WISPAYR / AI ADVISORYStart →
AI/Casework/04 · camera-vision-enrichment
All casework
// CASE / 04 / security

Camera-vision-enrichment — vendor-neutral scene labels

Multi-site operators with mixed-vendor camera estates
securityoperationsdata-fabric

A Viseron-shaped service that watches any RTSP stream and emits structured labels (people, vehicles, animals, parcels) for downstream automation.

// Cost
Self-funded internal infrastructure; pays for itself the moment you build the second app on top of it.
// Duration
In production across our entire site portfolio.
// 01 · The problem

Customers had cameras from 4–5 vendors. Each vendor's analytics is locked to their app. There was no way to write a single rule like 'tell me when anyone enters Zone B at night, regardless of which camera saw them.'

// 02 · What we did

Pull RTSP from every camera, run a shared inference pipeline, expose state as a JSON document that other services can query or subscribe to.
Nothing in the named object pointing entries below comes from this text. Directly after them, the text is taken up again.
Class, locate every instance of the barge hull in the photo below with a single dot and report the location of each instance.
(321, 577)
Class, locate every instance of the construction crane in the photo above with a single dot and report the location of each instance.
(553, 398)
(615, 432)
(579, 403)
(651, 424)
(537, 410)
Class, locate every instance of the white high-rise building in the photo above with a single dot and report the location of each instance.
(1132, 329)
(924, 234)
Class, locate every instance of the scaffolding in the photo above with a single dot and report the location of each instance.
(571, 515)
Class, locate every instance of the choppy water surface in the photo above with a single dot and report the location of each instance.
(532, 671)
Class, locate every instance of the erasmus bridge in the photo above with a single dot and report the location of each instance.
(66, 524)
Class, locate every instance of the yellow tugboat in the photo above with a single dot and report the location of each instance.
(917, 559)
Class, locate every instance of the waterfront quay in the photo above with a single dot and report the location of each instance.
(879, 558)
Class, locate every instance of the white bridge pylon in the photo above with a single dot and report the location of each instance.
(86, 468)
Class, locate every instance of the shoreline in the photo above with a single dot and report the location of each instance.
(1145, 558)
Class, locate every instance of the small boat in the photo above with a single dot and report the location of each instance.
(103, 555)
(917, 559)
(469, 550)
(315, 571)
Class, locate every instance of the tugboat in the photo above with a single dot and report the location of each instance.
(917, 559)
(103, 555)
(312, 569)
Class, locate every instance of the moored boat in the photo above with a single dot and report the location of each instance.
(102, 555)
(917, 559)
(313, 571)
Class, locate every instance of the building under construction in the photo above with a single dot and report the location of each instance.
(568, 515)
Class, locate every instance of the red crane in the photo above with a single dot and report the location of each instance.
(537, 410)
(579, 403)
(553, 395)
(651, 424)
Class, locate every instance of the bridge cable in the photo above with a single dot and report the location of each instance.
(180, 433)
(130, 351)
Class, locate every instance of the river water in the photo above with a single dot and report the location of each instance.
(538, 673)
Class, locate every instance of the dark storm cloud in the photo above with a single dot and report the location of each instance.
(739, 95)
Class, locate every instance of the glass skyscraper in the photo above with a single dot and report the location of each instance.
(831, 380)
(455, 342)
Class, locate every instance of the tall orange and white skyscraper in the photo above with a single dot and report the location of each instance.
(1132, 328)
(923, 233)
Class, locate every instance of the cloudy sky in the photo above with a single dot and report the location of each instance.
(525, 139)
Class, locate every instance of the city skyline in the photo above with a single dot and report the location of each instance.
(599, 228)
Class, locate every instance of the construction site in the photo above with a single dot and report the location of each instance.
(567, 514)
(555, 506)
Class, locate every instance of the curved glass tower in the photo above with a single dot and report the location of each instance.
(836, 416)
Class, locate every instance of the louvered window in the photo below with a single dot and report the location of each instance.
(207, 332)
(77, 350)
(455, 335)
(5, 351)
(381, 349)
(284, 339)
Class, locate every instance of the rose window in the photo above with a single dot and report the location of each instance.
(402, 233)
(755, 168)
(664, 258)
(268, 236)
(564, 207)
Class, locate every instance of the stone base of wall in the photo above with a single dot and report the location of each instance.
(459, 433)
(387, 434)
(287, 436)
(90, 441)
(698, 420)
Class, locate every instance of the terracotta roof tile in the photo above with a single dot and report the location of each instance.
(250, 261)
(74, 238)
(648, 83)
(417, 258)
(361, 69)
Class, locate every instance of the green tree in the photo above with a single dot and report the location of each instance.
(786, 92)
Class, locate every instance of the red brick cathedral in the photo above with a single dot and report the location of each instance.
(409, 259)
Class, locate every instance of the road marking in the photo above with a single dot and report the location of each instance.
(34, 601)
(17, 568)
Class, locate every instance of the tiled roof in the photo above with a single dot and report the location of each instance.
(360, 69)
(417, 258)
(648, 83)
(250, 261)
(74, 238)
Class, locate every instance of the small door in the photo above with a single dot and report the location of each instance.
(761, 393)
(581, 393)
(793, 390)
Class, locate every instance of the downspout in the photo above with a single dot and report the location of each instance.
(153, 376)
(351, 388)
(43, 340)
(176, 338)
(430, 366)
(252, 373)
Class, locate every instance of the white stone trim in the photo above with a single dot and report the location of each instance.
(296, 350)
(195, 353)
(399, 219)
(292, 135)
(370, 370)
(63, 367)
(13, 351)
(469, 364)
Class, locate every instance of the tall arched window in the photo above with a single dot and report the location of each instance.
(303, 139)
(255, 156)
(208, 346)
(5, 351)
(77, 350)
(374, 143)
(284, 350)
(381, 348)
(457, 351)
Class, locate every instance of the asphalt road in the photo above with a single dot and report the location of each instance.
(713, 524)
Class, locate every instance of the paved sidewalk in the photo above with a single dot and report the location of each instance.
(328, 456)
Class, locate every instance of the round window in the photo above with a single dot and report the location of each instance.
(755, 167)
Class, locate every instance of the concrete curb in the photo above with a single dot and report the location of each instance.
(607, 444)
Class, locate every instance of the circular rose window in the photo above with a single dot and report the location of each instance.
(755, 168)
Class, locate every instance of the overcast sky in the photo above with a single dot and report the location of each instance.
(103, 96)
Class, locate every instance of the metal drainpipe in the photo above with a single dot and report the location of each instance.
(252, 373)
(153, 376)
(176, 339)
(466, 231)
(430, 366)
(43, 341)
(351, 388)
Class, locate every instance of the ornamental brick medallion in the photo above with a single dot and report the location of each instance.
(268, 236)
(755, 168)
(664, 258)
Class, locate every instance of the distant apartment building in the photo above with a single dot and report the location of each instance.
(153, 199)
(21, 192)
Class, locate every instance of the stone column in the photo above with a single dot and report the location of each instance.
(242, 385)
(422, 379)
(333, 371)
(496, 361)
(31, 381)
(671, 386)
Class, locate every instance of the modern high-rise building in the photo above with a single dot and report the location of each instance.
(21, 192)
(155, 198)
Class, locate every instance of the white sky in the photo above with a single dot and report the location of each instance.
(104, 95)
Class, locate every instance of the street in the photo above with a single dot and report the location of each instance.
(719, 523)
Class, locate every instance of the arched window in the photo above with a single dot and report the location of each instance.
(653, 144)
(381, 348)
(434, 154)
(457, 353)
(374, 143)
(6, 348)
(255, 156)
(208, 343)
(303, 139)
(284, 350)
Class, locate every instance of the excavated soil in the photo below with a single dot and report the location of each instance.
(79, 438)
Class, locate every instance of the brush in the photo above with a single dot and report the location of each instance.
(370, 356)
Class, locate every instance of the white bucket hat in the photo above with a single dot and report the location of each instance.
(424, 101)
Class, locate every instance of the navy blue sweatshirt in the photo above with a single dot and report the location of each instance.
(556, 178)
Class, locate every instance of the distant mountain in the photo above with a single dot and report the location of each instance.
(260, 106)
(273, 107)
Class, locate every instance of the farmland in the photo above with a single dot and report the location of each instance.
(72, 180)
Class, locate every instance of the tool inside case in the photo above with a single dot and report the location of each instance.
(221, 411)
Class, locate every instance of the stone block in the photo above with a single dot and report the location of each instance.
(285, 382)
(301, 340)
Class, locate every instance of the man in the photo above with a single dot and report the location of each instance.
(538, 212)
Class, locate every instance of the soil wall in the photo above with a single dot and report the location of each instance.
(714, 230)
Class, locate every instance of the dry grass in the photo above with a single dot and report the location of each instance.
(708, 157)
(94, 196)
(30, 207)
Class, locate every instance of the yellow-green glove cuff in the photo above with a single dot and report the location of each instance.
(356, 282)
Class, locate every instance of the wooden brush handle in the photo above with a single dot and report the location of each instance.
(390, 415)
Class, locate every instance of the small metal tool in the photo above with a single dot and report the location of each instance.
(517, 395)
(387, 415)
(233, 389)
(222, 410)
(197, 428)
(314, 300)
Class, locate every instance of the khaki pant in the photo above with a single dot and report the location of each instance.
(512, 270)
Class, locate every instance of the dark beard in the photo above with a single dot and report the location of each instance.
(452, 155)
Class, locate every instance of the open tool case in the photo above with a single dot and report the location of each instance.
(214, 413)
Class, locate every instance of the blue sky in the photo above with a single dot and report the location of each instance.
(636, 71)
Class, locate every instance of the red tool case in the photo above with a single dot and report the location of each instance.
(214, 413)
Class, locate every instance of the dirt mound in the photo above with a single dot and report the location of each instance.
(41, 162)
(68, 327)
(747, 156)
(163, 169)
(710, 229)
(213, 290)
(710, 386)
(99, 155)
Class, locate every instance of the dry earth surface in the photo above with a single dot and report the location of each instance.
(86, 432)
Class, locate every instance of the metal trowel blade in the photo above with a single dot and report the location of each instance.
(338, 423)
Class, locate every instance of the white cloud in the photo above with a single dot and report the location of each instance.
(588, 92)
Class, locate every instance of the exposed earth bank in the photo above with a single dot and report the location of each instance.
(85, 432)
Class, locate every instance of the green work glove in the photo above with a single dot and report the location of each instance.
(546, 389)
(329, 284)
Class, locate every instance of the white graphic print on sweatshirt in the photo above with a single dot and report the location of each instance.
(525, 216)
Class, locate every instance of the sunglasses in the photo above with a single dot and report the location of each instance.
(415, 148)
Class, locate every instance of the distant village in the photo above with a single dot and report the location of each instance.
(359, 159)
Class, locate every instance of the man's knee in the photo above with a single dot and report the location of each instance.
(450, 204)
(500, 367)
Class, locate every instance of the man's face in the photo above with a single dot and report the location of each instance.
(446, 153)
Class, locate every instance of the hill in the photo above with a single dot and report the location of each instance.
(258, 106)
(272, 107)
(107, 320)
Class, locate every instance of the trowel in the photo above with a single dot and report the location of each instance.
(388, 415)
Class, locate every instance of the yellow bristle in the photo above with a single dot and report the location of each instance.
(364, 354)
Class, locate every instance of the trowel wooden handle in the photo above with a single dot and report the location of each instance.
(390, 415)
Treats vision as a substrate, not a product.

// 03 · What the AI did

Standard detection + tracking + per-zone occupancy.

// 04 · What humans did

Defined the schema (the contract that downstream services depend on) and the operator-facing rule grammar.

// 05 · The outcome

A single 'scene state' that drives signage, alerts, dashboards, and the broadcast-studio cinematic camera switcher.

// 06 · What broke

First version coupled too tightly to one camera vendor's RTSP quirks. Second version assumes nothing about the source.

// 07 · What works

Treat AI output as data, not as features. Ship it as a contract; let the apps that consume it be small and replaceable.

// 08 · Reusable lessons
  1. 01If you're going to use vision in more than one product, build the labelling layer once and let everything subscribe to it.
  2. 02JSON schemas age better than ML model versions.
  3. 03Vendor-neutral substrates are the highest-leverage AI investment for multi-site operators.